Initially funded by a generous gift by the Women's Giving Circle, the HSRC Textbook Lending Program has over 2,000 textbooks for students to check out for free. The Textbook Lending Program also includes calculators (including graphing calculators), chemistry molecule kits, lab goggles and other essential course materials. During Fall, Winter and Spring terms, materials are available first to Priority Access students and after week 1, to the entire student body. Students need a current OSU ID to check out textbooks. 

Local Ecampus students are able to check out textbooks if they can physically come to Champinefu Lodge to do so. HSRC cannot ship course materials. 

Access Codes

Unfortunately, the HSRC has limited access codes to distribute each term. The program cannot support the high-demand for access codes. Each term, a limited number of access codes are distributed, first-come-first-serve to students as part of the Priority Access Lending period. 

Other Textbook Affordability Resources

Oregon State University has multiple resources for students who are exploring how to keep their textbook and course materials costs low.
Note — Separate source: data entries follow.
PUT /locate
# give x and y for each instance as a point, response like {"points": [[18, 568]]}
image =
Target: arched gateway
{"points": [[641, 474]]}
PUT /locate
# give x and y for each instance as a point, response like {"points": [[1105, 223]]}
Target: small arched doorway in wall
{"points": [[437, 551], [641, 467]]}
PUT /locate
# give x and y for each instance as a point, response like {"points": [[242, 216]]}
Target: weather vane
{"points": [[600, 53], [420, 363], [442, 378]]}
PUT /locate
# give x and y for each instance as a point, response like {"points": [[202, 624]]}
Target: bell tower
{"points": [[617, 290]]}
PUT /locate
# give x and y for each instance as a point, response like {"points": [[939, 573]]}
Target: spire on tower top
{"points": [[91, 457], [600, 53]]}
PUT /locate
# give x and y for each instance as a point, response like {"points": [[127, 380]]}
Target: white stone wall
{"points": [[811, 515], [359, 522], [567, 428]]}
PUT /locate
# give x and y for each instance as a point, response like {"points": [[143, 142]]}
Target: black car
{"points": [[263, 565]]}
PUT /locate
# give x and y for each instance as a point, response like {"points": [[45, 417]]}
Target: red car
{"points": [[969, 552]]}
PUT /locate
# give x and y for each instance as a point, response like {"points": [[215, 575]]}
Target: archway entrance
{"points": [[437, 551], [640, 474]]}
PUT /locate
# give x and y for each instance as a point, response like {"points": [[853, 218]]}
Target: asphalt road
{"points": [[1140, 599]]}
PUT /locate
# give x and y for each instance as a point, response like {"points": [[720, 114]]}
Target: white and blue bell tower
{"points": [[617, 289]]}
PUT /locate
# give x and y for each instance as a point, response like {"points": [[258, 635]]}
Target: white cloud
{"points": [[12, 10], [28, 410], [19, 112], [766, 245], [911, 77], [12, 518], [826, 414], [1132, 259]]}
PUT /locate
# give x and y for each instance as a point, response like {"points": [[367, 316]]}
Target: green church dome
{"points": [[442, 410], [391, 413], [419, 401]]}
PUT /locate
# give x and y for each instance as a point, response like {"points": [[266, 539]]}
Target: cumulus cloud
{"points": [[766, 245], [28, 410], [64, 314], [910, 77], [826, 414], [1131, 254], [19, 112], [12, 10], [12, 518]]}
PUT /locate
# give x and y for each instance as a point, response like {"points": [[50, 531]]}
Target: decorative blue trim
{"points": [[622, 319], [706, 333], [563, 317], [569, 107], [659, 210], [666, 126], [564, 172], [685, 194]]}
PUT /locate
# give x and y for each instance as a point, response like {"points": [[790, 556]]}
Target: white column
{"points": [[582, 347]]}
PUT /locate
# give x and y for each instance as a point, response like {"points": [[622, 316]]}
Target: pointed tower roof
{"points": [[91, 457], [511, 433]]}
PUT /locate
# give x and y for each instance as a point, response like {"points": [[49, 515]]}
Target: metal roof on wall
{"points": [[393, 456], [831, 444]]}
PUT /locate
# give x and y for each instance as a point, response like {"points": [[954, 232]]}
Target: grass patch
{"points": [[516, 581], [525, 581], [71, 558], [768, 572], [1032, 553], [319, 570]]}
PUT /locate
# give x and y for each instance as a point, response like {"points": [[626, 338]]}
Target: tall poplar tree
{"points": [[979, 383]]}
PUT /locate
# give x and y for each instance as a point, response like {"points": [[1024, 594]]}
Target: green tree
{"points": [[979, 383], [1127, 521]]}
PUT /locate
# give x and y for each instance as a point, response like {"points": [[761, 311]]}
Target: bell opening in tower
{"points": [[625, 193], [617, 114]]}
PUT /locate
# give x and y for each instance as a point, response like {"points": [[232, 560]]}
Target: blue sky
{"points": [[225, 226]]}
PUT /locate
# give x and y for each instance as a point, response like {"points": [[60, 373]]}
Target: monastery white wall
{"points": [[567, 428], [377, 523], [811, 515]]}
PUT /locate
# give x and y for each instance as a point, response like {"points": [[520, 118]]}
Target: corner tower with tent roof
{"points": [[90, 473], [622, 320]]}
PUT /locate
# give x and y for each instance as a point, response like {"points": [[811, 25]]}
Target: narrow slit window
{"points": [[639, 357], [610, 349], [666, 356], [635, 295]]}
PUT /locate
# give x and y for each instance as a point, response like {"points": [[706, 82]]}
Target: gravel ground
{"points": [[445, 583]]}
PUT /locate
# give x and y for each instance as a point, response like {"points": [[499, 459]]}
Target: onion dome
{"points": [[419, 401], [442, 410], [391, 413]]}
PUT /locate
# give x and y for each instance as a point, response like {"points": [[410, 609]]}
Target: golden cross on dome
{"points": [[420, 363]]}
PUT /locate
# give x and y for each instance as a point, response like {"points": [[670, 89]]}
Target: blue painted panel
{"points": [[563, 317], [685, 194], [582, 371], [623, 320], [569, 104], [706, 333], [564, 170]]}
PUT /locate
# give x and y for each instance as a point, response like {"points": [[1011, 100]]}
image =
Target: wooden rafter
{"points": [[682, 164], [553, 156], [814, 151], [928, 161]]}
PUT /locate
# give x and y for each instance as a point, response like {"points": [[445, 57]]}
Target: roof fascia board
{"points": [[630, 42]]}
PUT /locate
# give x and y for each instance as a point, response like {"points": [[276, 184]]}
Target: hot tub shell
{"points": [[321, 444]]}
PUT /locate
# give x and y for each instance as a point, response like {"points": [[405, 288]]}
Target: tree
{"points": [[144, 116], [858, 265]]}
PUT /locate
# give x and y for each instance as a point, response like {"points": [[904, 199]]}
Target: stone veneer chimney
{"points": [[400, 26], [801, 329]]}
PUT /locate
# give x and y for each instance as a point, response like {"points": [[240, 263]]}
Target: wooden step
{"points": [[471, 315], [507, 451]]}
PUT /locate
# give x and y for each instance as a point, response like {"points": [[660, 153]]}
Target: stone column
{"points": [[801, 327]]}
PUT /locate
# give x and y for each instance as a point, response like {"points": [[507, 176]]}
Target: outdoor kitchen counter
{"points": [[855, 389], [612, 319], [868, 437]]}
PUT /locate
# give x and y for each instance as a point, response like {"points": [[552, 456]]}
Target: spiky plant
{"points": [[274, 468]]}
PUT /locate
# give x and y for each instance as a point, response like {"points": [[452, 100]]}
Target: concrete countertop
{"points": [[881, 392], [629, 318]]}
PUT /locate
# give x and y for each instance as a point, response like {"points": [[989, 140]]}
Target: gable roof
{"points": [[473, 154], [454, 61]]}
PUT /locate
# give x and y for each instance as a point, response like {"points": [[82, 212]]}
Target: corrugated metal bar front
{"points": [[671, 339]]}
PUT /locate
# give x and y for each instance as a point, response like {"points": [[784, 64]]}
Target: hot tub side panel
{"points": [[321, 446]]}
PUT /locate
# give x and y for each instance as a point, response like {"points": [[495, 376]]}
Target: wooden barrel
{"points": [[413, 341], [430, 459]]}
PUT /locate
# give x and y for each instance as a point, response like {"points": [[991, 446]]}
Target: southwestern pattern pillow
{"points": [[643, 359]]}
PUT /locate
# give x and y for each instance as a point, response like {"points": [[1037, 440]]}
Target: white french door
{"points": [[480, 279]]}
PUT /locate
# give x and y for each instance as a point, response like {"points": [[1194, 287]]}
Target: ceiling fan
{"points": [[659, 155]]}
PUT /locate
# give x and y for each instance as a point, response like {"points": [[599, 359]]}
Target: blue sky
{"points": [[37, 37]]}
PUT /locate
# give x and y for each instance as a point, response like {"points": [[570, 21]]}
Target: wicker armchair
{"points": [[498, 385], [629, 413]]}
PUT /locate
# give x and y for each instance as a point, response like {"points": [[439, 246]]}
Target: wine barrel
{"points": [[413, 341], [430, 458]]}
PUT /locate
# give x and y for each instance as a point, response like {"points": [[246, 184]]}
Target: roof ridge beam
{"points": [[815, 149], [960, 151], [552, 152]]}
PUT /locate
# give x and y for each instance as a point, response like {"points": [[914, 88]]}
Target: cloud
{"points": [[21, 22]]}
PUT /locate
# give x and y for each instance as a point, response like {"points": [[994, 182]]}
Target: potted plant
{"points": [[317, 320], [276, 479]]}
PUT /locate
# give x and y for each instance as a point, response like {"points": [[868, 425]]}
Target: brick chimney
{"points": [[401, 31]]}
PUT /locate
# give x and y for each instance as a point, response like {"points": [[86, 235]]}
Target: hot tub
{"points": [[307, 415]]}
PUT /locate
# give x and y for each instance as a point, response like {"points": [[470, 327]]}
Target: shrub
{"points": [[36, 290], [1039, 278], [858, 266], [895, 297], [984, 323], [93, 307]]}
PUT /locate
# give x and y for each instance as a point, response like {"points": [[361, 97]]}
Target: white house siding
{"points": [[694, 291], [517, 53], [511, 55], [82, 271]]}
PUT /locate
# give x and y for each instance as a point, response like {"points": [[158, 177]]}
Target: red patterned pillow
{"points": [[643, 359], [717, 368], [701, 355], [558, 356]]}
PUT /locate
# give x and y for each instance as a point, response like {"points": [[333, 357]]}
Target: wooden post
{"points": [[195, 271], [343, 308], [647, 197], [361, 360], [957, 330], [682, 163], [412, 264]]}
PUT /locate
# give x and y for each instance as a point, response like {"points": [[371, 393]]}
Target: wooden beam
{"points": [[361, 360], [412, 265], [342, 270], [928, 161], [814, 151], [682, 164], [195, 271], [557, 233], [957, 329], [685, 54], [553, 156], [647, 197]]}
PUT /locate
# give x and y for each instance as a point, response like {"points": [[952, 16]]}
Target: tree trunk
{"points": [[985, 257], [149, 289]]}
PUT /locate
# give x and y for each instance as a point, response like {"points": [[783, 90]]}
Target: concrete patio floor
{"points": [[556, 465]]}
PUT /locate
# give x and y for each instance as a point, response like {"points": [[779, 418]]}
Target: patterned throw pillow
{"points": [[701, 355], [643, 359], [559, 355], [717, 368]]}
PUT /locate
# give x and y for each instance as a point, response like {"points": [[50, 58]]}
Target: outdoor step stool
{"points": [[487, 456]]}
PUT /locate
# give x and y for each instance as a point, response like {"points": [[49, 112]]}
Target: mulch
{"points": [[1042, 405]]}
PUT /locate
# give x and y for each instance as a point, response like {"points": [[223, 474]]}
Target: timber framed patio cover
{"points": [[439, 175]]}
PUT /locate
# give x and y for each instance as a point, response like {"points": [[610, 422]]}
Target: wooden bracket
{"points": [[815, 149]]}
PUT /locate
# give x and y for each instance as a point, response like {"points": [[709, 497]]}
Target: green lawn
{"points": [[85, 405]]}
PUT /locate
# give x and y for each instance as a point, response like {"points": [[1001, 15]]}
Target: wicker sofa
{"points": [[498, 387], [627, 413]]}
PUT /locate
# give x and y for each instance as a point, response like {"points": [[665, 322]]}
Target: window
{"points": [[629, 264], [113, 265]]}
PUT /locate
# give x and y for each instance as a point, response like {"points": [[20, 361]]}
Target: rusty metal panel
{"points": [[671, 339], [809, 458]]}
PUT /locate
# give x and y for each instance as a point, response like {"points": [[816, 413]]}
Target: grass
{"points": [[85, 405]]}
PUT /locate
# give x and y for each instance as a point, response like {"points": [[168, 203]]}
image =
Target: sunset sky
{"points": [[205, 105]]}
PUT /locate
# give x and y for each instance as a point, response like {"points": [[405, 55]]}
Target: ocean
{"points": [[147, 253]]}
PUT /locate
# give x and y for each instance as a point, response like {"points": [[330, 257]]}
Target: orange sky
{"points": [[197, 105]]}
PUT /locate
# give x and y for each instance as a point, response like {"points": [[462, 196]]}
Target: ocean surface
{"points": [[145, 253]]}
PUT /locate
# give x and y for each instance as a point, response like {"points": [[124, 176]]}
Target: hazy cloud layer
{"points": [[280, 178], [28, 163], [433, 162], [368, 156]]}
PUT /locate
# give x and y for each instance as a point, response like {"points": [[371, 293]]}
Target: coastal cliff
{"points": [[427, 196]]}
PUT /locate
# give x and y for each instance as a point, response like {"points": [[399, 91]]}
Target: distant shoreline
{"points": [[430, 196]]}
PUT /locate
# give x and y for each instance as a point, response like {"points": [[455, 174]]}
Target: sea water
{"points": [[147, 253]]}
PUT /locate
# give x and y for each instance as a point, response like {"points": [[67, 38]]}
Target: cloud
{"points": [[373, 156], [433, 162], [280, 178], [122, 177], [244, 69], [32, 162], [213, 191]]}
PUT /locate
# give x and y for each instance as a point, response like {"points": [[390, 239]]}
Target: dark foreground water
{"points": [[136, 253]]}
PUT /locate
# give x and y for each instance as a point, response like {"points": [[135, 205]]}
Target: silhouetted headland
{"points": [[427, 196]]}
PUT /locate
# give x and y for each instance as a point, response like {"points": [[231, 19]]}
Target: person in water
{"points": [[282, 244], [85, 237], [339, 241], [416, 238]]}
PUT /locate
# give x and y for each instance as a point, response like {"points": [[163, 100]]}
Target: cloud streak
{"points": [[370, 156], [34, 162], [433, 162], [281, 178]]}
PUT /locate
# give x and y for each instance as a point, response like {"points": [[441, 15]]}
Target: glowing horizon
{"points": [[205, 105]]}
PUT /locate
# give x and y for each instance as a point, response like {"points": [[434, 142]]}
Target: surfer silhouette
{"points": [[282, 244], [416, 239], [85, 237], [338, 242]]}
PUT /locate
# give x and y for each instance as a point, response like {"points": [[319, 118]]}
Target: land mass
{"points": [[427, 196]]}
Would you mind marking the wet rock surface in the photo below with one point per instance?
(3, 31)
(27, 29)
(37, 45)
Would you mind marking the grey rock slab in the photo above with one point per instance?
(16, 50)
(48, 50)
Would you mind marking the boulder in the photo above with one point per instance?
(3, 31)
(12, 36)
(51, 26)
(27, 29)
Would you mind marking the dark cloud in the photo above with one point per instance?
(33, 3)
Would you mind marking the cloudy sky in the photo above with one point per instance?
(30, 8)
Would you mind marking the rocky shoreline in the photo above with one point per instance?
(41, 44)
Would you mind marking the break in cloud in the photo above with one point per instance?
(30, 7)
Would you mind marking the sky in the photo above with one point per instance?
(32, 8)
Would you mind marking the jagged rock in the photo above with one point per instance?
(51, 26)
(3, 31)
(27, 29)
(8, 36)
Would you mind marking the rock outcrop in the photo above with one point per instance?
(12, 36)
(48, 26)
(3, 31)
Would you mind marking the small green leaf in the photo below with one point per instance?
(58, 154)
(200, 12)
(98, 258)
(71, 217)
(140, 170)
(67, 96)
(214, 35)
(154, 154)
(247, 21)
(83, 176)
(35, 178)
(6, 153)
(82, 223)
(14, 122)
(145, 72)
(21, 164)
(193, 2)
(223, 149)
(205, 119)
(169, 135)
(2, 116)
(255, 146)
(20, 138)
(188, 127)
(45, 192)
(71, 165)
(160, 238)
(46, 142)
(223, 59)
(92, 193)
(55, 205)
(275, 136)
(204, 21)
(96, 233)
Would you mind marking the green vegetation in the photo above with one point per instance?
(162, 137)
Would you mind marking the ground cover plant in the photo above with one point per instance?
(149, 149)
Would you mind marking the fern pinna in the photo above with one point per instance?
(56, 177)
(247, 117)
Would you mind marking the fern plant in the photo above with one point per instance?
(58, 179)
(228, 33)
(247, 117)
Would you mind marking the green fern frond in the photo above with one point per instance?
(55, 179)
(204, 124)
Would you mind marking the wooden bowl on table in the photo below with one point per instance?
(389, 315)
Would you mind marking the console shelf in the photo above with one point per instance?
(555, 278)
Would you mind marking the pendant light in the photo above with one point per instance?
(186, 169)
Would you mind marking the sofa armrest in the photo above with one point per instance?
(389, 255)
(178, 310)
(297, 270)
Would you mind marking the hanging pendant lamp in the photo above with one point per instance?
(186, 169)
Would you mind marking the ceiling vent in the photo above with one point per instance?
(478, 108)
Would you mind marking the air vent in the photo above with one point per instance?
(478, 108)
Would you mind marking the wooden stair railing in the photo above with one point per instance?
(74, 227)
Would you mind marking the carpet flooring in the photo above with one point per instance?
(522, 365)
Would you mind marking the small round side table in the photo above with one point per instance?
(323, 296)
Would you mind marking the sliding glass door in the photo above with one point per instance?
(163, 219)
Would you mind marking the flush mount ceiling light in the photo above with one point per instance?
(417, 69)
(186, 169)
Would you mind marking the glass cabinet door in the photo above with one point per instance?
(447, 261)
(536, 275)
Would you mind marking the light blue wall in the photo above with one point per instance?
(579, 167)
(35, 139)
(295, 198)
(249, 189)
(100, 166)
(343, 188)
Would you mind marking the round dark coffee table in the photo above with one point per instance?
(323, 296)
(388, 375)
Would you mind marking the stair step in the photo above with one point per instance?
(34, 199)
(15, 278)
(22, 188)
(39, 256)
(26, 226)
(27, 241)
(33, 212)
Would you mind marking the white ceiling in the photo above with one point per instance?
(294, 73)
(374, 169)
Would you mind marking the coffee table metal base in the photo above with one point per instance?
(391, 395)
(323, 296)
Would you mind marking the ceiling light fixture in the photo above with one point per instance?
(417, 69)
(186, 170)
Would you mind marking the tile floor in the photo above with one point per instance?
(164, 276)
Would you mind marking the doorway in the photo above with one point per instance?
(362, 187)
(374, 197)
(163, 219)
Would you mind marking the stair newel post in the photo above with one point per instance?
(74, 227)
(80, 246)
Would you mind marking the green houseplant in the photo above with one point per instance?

In addition to the HSRC Textbook Lending Program, students can access some physical materials on course reserve in the Valley Library for a three-hour loan or check out electronic copies of some texts.

Students are also encouraged to request that copies of their text are purchased by the library to share. 

The Schedule of Classes includes a section in each course that indicates if the class a student might take has free or affordable course materials.